De Venetiaanse leeuw  is op vele plekken van de stad terug te zien, zoals hieronder op een van de poorten van de Palamidi-burcht en op de kanonnen van de Venetianen, die nog te zien zijn in het parkje vlak bij het station (bij het monument voor Kolokotronis). Het is van oorsprong een heraldiek dier dat werd geassocieerd met de evangelist Marcus, die sinds het vervoer van het lijk van Marcus vanuit Alexandrië naar Venetië als schutspatroon van de stad gold.
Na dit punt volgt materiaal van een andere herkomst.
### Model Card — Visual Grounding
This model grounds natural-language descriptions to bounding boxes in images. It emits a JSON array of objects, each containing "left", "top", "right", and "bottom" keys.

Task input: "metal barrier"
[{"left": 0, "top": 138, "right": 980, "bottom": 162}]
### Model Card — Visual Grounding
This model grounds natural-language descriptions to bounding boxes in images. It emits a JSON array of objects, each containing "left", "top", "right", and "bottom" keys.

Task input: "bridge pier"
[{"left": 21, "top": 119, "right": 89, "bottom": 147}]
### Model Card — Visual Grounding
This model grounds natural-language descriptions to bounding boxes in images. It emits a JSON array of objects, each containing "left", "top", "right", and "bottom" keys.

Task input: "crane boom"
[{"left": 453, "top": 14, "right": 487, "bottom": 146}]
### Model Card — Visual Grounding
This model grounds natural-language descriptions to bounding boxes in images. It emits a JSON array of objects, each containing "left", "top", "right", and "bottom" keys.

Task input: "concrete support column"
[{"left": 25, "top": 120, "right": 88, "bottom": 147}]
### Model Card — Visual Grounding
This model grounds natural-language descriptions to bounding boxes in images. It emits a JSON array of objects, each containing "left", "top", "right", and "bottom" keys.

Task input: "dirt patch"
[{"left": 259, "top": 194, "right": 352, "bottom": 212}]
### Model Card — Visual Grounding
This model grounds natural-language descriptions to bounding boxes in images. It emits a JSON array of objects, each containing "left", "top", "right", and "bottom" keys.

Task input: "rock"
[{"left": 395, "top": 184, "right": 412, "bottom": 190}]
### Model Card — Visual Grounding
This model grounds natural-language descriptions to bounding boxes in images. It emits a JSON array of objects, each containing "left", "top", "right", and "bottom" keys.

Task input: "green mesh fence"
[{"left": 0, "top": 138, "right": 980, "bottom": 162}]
Om die reden kent Venetië zijn San Marco plein en basiliek, maar ook vrijwel elke plek waar de Venetianen neerstreken zijn afbeelding van de Gevleugelde Leeuw.

Een andere leeuw, op slechts enkele kilometers afstand van Nafplio (liggend aan de weg naar Epidauros) is de zogeheten Beierse Leeuw. Deze leeuw is in de rotsen ingehouwen op bevel van Ludwich I van Beieren ter nagedachtenis aan zijn soldaten die aan een epidemie ten prooi waren gevallen in Tiryns in 1833-34, terwijl ze probeerden het land te bevrijden van de talloze gewapende bendes die het land teisterden.

Palamidi

De Palamidi-heuvel, hoog boven Nafplio, is vanaf de oudheid tot aan 1711 onbevestigd geweest. In 1540 werd de heuvel voor het eerst gebruikt als basis voor het beschieten van Nafplio door de Turkse generaal Kasim Pasja, toen de stad tijdelijk in Venetiaanse handen was gekomen. Na de verovering van de Peloponnesus door de Venetianen onder Francesco Morosini, werd de heuvel in een recordtijd van 4 jaar uitgebouwd tot één van de sterkste forten van zijn tijd. In 1715 viel het fort echter al na korte tijd, door verraad van Lasalle, dezelfde ingenieur die het had aangelegd. Op 29 november 1822 werd het fort ingenomen door de Griekse commandant Staiko Staikopoulos met 350 soldaten. Vanaf dat moment wordt de bevrijding van de stad jaarlijks op 29 november herdacht.

 

Het fort bestaat uit 8 onafhankelijk van elkaar te verdedigen bastions, die met muren verbonden zijn, tegenwoordig vernoemd naar St. Andreas (centrale bastion), 6 oud-Griekse politici-generaals-helden, Leonidas, Miltiades, Themistokles, Epameinondas, Achilles, Phokion en het bastion Robert, vernoemd naar de Franse Philhelleen Robert, die stierf tijdens het beleg van de Acropolis in Athene. In principe maakte het niets uit, als één bastion was ingenomen. De andere 7 konden de verdediging gewoon voortzetten.

De bekendste toegang tot het fort loopt via een trap, die volgens de traditie bestaat uit 999 tredes (in werkelijkheid 857), en is aangelegd door gevangenen in de tijd van koning Otto.